Research led by scientists at St. Jude Children’s Research Hospital, Memphis, Tennessee, has identified a possible lead in treatment of two childhood leukemia subtypes known for their dramatic loss of chromosomes and poor treatment outcomes. The findings also provide the first evidence of the genetic basis for this high-risk leukemia, hypodiploid acute lymphoblastic leukemia (ALL). The research appears online in Nature Genetics.1
The study, the largest ever focused on hypodiploid ALL, confirmed that this tumor has distinct subtypes distinguished by the number of chromosomes lost and the submicroscopic genetic alterations they harbor. Researchers found evidence suggesting more than one-third of patients with a subtype known as low hypodiploid ALL have Li-Fraumeni syndrome. Families with Li-Fraumeni syndrome harbor inherited mutations in the TP53 tumor-suppressor gene and have a high risk of a range of cancers. Hypodiploid ALL had not previously been recognized as a common manifestation of Li-Fraumeni syndrome.
Researchers reported that the major hypodiploid subtypes are both sensitive to a family of compounds that block the proliferation of cancer cells. The compounds include drugs already used to treat other cancers. The subtypes are low hypodiploid ALL, characterized by 32 to 39 chromosomes, and near haploid ALL, which has 24 to 31 chromosomes.
“This study is a good example of the important insights that can be gained by studying the largest possible number of patients in as much detail as possible. This approach led us to key insights about these leukemia subtypes that we would otherwise have missed,” said the study’s senior and corresponding author, Charles Mullighan, MBBS(Hons), MSc, MD, an Associate Member of the St. Jude Pathology Department.
Researchers used a variety of laboratory techniques to look for genetic abnormalities in cancer cells from 124 pediatric patients missing at least one chromosome. The patients included 68 with near haploid ALL and 34 with low hypodiploid ALL. Investigators also checked white blood cells collected when 89 of the 124 patients were in remission. The study included whole-genome sequencing of the entire cancer and normal genomes of 20 patients with near haploid or low hypodiploid subtypes. For another 20 patients, investigators deciphered just DNA involved in protein production. Researchers also screened cancer cells from 117 adult ALL patients, including 11 with the low hypodiploid subtype.

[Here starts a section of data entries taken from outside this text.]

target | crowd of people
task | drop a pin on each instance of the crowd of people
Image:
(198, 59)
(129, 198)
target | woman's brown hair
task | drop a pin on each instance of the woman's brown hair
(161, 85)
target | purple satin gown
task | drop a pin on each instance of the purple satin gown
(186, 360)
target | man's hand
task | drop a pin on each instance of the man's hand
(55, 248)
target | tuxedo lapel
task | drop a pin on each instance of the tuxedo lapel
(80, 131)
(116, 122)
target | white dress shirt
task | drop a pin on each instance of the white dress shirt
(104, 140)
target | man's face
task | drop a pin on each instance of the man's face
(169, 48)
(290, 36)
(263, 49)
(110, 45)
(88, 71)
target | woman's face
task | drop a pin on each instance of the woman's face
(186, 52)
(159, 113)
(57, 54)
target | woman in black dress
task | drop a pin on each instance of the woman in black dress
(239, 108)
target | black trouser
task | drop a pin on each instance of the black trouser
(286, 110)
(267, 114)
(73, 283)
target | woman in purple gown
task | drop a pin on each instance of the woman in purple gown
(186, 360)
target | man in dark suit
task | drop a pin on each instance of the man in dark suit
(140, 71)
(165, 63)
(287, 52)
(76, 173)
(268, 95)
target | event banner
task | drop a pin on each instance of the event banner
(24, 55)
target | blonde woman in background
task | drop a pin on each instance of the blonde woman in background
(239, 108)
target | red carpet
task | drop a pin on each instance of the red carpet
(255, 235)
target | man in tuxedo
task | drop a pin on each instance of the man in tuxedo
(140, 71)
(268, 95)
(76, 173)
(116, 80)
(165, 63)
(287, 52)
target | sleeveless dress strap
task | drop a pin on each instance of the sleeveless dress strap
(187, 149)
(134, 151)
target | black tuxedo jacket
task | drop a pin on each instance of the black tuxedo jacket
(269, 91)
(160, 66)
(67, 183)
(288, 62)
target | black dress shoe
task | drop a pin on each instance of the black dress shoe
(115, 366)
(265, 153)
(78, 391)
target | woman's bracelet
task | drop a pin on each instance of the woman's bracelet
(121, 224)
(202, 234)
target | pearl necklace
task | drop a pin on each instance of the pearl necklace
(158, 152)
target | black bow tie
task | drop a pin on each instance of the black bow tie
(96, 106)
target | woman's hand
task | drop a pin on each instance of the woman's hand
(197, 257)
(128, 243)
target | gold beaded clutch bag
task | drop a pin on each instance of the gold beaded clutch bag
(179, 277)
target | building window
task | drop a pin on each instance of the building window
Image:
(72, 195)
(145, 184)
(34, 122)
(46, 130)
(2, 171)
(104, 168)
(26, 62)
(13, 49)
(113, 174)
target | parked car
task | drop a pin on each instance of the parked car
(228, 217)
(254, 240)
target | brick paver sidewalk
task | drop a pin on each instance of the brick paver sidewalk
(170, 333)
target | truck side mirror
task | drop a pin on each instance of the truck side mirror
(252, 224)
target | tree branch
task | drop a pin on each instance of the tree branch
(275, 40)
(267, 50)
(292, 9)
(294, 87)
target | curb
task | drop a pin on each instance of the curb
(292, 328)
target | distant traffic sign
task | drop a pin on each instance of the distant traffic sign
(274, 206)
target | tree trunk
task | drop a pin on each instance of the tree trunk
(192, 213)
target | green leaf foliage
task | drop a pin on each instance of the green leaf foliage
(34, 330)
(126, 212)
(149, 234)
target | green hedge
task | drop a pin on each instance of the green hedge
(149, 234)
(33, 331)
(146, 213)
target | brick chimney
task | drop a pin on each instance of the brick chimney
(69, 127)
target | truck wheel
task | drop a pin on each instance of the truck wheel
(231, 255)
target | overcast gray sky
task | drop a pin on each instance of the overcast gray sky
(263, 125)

Near haploid ALL was characterized by alterations in six genes and increased activity in key pathways that help regulate cell division and development. Disruption of these pathways, known as Ras and PI3K, has been linked to other cancers. The changes were found in 71% of near haploid ALL patients and included deletion of the NF1 gene. The gene had not previously been linked to high-risk leukemia. Other alterations involved the genes NRAS, KRAS,MAPK1, FLT3, and PTPN11.
Low hypodiploid ALL in both adults and children was linked to mutations in the TP53 tumor-suppressor gene. The gene was altered in 91% of pediatric patients with the low hypodiploid ALL subtype and in 10 of the 11 adults with low hypodiploid ALL included in the study. Other common alterations involved RB1, another tumor-suppressor gene.
About 38% of children with low hypodiploid ALL also carried TP53 abnormalities in noncancerous blood cells. The mutations included many previously linked to Li-Fraumeni syndrome, which is characterized by changes in TP53. ■
Disclosure: The study authors reported no potential conflicts of interest.
1. Holmfeldt L, Wei L, Diaz-Flores E, et al: The genomic landscape of hypodiploid acute lymphoblastic leukemia. Nat Genet. January 20, 2013 (early release online).